Le propriétaire l’est par le seul fait de posséder un titre juridique sur un espace qui peut être le sol, le savoir, le vivant, les entreprises.. sur un espace que j’appellerai espace de propriété : il l’est donc par un artifice juridique.

Le détenteur du titre de propriété est rétribué pour les richesses existantes avant la naissance du détenteur ou pour les richesses produites par d’autres. Ainsi, par un artifice juridique, le détenteur de propriété en tant que oisif s’approprie de manière frauduleuse une partie des richesses. Les véritables créateurs de richesses que sont les ouvriers, les employés, les ingénieurs, les fonctionnaires, les entrepeneurs sont volés en partie. L’accumulation de la rapine provoque l‘étouffement de l‘économie.

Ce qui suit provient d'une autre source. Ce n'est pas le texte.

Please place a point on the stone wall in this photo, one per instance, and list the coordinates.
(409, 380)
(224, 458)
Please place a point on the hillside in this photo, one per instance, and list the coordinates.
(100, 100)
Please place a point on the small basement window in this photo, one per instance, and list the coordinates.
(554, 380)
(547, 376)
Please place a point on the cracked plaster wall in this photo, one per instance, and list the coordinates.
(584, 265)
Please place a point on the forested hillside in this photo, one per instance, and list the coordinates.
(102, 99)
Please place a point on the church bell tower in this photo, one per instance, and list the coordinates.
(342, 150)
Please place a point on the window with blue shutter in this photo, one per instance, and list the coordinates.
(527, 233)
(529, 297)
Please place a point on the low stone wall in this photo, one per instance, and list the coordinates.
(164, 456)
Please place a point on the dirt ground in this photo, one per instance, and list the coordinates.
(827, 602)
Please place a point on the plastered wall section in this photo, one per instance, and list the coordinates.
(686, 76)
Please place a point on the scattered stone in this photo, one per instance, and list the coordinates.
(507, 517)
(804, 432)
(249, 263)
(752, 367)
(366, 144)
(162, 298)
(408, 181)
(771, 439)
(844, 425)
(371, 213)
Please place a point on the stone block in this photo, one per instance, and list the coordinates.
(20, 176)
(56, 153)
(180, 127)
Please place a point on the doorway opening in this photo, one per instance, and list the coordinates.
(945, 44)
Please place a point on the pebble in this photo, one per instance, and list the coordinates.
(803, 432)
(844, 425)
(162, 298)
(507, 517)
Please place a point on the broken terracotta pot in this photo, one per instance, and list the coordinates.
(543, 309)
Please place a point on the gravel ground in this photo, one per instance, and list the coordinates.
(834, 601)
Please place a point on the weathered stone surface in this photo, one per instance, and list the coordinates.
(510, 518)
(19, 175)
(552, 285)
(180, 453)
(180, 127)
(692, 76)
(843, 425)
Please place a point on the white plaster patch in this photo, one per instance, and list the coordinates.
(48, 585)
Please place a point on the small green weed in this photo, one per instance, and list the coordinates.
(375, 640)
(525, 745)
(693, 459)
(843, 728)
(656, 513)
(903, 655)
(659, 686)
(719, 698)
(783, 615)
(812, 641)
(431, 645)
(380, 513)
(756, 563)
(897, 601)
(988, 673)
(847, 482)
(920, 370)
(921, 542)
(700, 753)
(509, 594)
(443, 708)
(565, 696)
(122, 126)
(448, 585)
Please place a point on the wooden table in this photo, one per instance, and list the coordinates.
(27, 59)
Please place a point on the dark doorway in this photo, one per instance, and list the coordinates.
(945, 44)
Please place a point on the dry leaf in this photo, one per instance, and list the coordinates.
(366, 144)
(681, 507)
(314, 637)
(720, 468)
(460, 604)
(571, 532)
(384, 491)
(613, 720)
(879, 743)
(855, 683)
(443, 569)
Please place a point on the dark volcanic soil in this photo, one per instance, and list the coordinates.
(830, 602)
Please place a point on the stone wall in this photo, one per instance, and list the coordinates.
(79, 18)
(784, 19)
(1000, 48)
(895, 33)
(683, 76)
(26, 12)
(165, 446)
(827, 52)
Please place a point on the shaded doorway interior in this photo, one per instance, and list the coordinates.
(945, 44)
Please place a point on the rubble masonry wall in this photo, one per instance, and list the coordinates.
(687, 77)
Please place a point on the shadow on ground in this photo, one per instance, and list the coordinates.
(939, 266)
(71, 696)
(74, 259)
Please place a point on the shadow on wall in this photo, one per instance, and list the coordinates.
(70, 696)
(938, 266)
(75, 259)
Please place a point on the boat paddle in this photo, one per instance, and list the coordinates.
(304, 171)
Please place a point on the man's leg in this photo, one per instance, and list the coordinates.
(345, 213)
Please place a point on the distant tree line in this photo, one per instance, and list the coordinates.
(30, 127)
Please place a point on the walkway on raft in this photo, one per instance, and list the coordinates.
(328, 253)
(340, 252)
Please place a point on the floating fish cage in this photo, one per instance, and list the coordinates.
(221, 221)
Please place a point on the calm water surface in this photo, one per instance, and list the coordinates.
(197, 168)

Bien sûr, il est possible de fuir cet étouffement en créant un autre espace de propriété. Mais ceci n’est qu’une fuite en avant. Le système reposant sur la notion de propriété pousse irrémédiablement à une privatisation de plus en plus d’espaces, de plus en plus vastes avec de moins en moins de détenteurs de titres de propriété. Cette idée logique ou idéologie nous amène vers un système totalitaire. Mais peut-être que nombre d’entre nous, souhaitons l’avènement de ce système !

Mais le vol ne s’arrête pas là. Cet étouffement contraint les détenteurs de propriété à s’entretuer car le gain pour un même espace de propriété (nombre de brevets, surface des terres, nombres d’usines…) ne va qu’en diminuant. La deuxième idée frauduleuse, après celle de propriété, est de rendre le titre de propriété négociable au même titre qu’un produit. Les écoles de commerce nous enseignent comment éliminer son concurrent et prendre une position de monopole. Prenons un cas concret : je suis exploitant dans le domaine pétrolier et les recherches dans le domaine des énergies renouvelables sont prometteuses. Que dois-je faire ? créer la notion de propriété sur ce nouveau domaine puis détenir des titres de propriété sur celui-ci.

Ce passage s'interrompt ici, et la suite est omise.